Audrey Scott literally grew up on the beach in Southern California.  She is blonde, tanned and can manipulate a surfboard with the best of surf riders.  She was also into beach volleyball and was offered a scholarship for that sport by the University of Alabama Birmingham.  Interestingly, the nearest beach to UAB is Lake Martin, 93 miles away where most of the waves are inconsequential ripples from jet skis.  Or from a high-powered Evinrude motor that ventures too close to your dock. 

When her parents, who are chiropractors, attended Life University in Marietta, they found there was much to like about Georgia and eventually settled in Cumming.       

 

 

 

 

Audrey first enrolled at Kennesaw State but was advised by a family friend that the upscale UGA campus would offer more consequential options.  He simply advised that a state university would open more doors for her.  One visit to the campus in Athens and she couldn’t wait to fill her wardrobe with red and black apparel.

There is no beach in Athens, but she has found rapture in the academic opportunity and the flora that surrounds her every day.  “I just love to walk the campus and the neighborhood streets in Athens,” she says.  “Everything is so green and beautiful.  I love it here and have found the people are exceptionally nice and uncommonly sociable.”

She is grateful for the academic journey she is experiencing and immediately identified with the happening that takes place between the hedges on fall Saturdays.  “Oh yeah, I am a devoted Dawg fan and hate it when I miss a game because of my job.”

I met her when she waited my table at the Athens Country Club more than a year ago.   You guessed it, I am sure.  When I had the time to chat with her, I led with, “Where’s home for you?”   She replied, “Originally Manhattan Beach, California.”

That got my attention, not really hearing the disclaimer, “originally.” Anyone who has spent time in Manhattan Beach naturally comes away charmed by the setting.  The real estate is as expensive as it is anywhere in the beachside world, but the living is without peer.  Flowers, sunshine, the majesty of the Pacific, shops and trendy restaurants, along with the social buzz, make it an attractive enclave even if you only have a day to hang out there.

Such a contrast to Athens, the Classic city, which brings about this view.  You can enjoy wherever you settle with the right attitude, in her view.  Audrey Scott, the well-rounded risk management major in the Terry College of Business, is cloaked in such compatibility that she could flourish anywhere.

Her enterprise would make your day.  The beneficiary of a Hope Scholarship, she wants to pay her own way.  Her parents help with some of the educational hard costs, but she pays her rent and does her own cooking and laundry.

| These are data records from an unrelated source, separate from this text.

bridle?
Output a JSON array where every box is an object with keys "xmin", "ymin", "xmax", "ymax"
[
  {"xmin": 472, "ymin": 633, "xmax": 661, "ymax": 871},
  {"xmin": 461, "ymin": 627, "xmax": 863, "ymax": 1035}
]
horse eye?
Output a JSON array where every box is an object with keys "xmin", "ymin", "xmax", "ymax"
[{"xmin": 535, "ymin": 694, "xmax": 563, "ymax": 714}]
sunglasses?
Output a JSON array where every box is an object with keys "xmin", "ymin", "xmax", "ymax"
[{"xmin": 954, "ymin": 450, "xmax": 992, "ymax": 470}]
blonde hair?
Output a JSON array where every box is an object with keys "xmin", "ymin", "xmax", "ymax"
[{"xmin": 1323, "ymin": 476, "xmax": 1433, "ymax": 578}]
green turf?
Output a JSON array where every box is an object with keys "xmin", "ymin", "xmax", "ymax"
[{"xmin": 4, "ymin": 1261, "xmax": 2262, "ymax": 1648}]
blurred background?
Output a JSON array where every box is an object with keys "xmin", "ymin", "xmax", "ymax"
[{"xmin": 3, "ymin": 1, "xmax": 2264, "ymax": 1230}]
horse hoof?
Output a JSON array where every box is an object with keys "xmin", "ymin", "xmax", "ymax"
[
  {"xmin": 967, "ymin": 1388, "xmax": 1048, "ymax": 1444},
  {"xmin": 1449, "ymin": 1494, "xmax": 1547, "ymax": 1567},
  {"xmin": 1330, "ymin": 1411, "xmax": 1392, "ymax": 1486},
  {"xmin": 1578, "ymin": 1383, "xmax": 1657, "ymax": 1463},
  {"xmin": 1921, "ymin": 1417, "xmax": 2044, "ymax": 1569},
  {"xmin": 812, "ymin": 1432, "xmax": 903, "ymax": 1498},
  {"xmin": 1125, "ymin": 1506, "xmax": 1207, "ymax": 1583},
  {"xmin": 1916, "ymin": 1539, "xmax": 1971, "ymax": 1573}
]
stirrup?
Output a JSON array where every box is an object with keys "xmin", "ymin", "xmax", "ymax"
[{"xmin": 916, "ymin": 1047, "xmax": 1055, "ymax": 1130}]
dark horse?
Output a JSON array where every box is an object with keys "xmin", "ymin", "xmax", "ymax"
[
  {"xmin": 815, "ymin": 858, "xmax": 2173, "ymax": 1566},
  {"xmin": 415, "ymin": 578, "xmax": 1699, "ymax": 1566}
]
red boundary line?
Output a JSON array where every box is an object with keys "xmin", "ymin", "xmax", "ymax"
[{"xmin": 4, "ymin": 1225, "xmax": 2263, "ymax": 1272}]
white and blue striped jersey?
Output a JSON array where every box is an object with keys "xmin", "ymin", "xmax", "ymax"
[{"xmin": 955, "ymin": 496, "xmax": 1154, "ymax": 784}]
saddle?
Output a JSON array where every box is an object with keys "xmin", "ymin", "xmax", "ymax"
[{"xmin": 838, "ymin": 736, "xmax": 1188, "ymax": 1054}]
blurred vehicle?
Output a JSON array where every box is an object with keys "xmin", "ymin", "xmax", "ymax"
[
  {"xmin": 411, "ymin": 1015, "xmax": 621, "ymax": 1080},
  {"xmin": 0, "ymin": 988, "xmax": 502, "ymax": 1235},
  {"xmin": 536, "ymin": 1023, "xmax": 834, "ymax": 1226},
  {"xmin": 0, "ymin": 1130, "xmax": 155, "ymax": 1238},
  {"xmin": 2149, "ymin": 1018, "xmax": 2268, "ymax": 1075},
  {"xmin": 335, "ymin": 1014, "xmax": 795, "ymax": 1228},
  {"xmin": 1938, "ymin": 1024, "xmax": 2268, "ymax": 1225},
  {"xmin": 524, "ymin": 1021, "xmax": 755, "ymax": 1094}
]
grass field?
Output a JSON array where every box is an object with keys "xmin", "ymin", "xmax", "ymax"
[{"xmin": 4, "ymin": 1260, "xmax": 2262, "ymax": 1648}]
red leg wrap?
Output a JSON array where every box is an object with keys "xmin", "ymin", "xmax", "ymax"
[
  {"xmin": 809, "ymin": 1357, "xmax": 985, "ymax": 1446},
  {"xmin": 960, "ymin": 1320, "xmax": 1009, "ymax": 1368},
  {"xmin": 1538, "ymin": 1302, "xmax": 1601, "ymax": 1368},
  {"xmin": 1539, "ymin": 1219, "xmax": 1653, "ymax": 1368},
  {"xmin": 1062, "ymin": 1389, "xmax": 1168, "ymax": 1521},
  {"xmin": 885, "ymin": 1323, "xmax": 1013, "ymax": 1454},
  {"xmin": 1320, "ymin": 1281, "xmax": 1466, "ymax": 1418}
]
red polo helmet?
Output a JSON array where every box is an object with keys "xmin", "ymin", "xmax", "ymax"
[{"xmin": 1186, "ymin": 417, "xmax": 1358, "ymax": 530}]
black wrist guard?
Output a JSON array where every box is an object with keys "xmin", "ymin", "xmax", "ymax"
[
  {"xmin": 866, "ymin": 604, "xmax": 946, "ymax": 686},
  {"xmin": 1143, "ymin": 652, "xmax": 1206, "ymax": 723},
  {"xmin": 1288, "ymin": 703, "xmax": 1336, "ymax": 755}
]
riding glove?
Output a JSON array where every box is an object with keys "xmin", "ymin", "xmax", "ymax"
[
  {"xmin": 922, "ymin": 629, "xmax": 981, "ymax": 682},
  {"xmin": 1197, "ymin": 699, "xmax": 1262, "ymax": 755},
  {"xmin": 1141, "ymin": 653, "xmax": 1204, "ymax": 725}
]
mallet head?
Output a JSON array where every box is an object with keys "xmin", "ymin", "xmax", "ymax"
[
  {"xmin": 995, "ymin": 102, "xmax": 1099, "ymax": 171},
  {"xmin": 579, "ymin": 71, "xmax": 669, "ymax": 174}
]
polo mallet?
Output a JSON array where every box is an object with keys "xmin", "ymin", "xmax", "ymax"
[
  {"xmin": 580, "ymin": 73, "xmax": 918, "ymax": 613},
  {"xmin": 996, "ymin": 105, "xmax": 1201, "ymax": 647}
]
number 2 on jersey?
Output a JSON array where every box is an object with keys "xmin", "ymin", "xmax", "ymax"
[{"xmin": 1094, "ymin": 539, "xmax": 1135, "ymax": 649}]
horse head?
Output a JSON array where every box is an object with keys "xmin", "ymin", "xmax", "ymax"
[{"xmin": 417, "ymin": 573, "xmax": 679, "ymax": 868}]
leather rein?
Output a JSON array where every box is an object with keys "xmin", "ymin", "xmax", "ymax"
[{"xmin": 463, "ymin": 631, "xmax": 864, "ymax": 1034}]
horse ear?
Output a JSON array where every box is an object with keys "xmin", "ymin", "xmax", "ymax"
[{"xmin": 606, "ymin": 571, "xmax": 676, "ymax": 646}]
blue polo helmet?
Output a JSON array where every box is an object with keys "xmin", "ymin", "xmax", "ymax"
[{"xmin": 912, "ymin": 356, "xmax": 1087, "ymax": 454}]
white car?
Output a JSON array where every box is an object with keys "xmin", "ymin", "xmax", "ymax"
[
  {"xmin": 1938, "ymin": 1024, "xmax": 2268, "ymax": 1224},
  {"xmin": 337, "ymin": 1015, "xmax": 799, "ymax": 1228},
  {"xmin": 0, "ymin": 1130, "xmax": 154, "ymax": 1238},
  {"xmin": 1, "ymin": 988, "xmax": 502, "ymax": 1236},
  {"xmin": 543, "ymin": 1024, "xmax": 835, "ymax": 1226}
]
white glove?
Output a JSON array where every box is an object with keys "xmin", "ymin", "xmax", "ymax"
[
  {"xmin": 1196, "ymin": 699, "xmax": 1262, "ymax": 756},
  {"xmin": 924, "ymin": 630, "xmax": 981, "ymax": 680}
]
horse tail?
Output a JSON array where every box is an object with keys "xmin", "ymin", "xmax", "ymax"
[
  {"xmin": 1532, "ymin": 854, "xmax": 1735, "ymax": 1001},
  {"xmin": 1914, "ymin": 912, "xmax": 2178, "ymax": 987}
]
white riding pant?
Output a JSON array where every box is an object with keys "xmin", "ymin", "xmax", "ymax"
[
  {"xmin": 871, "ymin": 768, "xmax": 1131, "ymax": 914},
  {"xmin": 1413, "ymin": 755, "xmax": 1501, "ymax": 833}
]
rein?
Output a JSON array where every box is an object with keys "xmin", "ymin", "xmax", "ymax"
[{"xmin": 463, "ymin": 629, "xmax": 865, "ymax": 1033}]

“Paying your own way is so rewarding and fulfilling,” she says.  She finds the quality of life in her new address better than California.  Adaptability is her modus operandi.  She can’t go down to the beach, but recently she and her closest friends purchased cheap tubes from Walmart, tied them together and floated down the Oconee.

Her boyfriend, Justin Loedding, an Agriculture major from Cumming, is teaching her “how to be Southern,” bringing about an irony that even she finds amusing—a Southern California girl moving across the country and dating a guy who drives a tractor.

Perhaps there will come a day when she meets someone along the way and they ask, “Where you from?” Audrey will say, “The Classic City of Athens, Georgia.”  You can’t have too many of her type in your community.